Ingo Molnar (mingo@chiara.csoma.elte.hu)
Mon, 26 Jul 1999 12:39:48 +0200 (CEST)


On Mon, 26 Jul 1999, Jan Bobrowski wrote:

> * These lists are terminated by ELIST_END constant instead of NULL.

list.h lists are not terminated by NULL.

> * It speeds up list manipulations because next->pprev is always accessible.

such are list.h lists ...

> * They are anchored by single pointer - it saves 50% of memory
> * occupied by hashtables.

i think this might be an interesting optimization, we always want to save
cache footprint - but this is not an unconditional move. This presumes
that the list-user never tries to really look up anchor->prev. There are
several usage types which want to append to the end of the queue. Eg.
waitqueues want to access anchor->prev. In 2.0 we had 'on the fly'
performance decisions which have put inodes at the end or at the beginning
of the hash chains - using elist.h lists removes the possibility of later
changing add-characteristics.

Also, the effect on SMP systems is interesting as well - we might end up
writing to __elist_end.pprev from many CPUs - causing that cacheline to
bounce around.

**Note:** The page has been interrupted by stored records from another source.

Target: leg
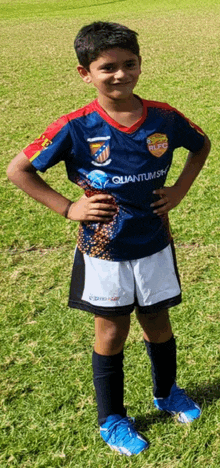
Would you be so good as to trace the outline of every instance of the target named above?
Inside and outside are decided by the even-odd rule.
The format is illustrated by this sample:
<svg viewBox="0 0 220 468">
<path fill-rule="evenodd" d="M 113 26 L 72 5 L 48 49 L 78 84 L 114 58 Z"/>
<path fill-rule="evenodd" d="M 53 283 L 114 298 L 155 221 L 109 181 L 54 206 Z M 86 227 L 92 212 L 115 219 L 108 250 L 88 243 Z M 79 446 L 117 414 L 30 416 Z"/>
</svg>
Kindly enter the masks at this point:
<svg viewBox="0 0 220 468">
<path fill-rule="evenodd" d="M 129 327 L 130 315 L 95 317 L 92 363 L 100 425 L 111 414 L 126 415 L 123 405 L 123 347 Z"/>
<path fill-rule="evenodd" d="M 148 442 L 126 417 L 123 405 L 123 347 L 129 328 L 130 315 L 95 317 L 93 371 L 101 436 L 113 450 L 130 456 L 145 450 Z"/>
<path fill-rule="evenodd" d="M 178 421 L 188 423 L 199 418 L 201 410 L 179 387 L 176 380 L 176 344 L 167 310 L 144 315 L 137 313 L 144 330 L 144 341 L 152 366 L 156 408 L 178 414 Z"/>
<path fill-rule="evenodd" d="M 150 314 L 140 314 L 136 311 L 138 321 L 143 329 L 146 341 L 152 343 L 165 343 L 173 335 L 169 313 L 167 309 Z"/>
<path fill-rule="evenodd" d="M 170 394 L 176 379 L 176 344 L 172 334 L 168 310 L 151 314 L 137 312 L 144 331 L 144 341 L 151 360 L 154 397 Z"/>
<path fill-rule="evenodd" d="M 118 317 L 95 316 L 96 353 L 113 356 L 123 350 L 130 328 L 130 315 Z"/>
</svg>

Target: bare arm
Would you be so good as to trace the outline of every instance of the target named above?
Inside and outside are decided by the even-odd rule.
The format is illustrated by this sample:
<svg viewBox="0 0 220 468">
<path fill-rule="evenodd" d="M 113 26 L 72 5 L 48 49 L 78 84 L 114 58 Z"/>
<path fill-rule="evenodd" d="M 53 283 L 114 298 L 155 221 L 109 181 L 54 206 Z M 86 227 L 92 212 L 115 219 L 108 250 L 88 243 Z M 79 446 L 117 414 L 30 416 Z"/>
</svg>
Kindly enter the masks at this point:
<svg viewBox="0 0 220 468">
<path fill-rule="evenodd" d="M 69 201 L 52 189 L 36 172 L 22 151 L 9 164 L 9 180 L 35 200 L 64 216 Z"/>
<path fill-rule="evenodd" d="M 36 172 L 24 152 L 19 153 L 9 164 L 7 176 L 11 182 L 26 192 L 38 202 L 64 216 L 70 200 L 50 187 Z M 77 202 L 72 202 L 68 218 L 73 221 L 111 221 L 115 214 L 115 206 L 106 204 L 112 199 L 110 195 L 85 195 Z"/>
<path fill-rule="evenodd" d="M 207 136 L 201 150 L 196 153 L 189 152 L 186 164 L 172 187 L 163 187 L 155 190 L 154 193 L 160 195 L 160 200 L 152 203 L 154 213 L 163 215 L 177 206 L 185 197 L 194 180 L 200 173 L 206 158 L 209 154 L 211 143 Z"/>
</svg>

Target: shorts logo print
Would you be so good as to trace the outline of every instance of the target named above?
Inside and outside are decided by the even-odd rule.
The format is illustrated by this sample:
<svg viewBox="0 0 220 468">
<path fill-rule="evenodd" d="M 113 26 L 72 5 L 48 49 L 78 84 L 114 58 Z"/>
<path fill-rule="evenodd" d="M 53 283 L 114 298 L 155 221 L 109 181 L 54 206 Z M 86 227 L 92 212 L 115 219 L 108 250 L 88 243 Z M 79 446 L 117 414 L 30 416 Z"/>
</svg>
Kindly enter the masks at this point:
<svg viewBox="0 0 220 468">
<path fill-rule="evenodd" d="M 147 137 L 147 148 L 153 156 L 160 158 L 168 149 L 168 138 L 164 133 L 153 133 Z"/>
<path fill-rule="evenodd" d="M 98 296 L 89 296 L 90 301 L 118 301 L 120 298 L 117 297 L 98 297 Z"/>
</svg>

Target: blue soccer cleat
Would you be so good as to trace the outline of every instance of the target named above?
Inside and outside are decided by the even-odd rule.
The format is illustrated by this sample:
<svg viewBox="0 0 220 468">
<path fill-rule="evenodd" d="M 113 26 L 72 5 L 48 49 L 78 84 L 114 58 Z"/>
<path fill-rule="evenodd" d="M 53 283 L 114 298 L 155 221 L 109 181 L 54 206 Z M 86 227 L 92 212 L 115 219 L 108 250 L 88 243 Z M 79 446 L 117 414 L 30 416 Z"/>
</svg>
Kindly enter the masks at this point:
<svg viewBox="0 0 220 468">
<path fill-rule="evenodd" d="M 185 391 L 173 384 L 170 395 L 167 398 L 154 398 L 154 405 L 157 409 L 167 411 L 170 414 L 178 414 L 178 421 L 188 423 L 198 419 L 201 409 Z"/>
<path fill-rule="evenodd" d="M 149 447 L 148 442 L 135 430 L 133 421 L 119 414 L 108 416 L 100 427 L 100 434 L 112 450 L 128 457 L 137 455 Z"/>
</svg>

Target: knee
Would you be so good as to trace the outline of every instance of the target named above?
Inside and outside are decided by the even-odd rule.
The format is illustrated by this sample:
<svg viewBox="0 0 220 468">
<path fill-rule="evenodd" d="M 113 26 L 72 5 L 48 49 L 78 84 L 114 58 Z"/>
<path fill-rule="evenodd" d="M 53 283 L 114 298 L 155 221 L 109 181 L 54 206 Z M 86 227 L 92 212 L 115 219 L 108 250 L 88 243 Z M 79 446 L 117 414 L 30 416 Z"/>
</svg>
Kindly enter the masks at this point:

This can be solved if __elist_end is properly aligned and
indexed by smp_processor_id() but then we introduce additional complexity
to elist_find(), on_elist() and init_*elist().

> + fast list scanning using elist_find() function.
> It is about 75% faster than original for long lists (5-element).
> (dcache, icache and buffer cache use it now)

and how did you time this 75% speedup? list.h is very simple already and
the finding functions did about what elist_find does.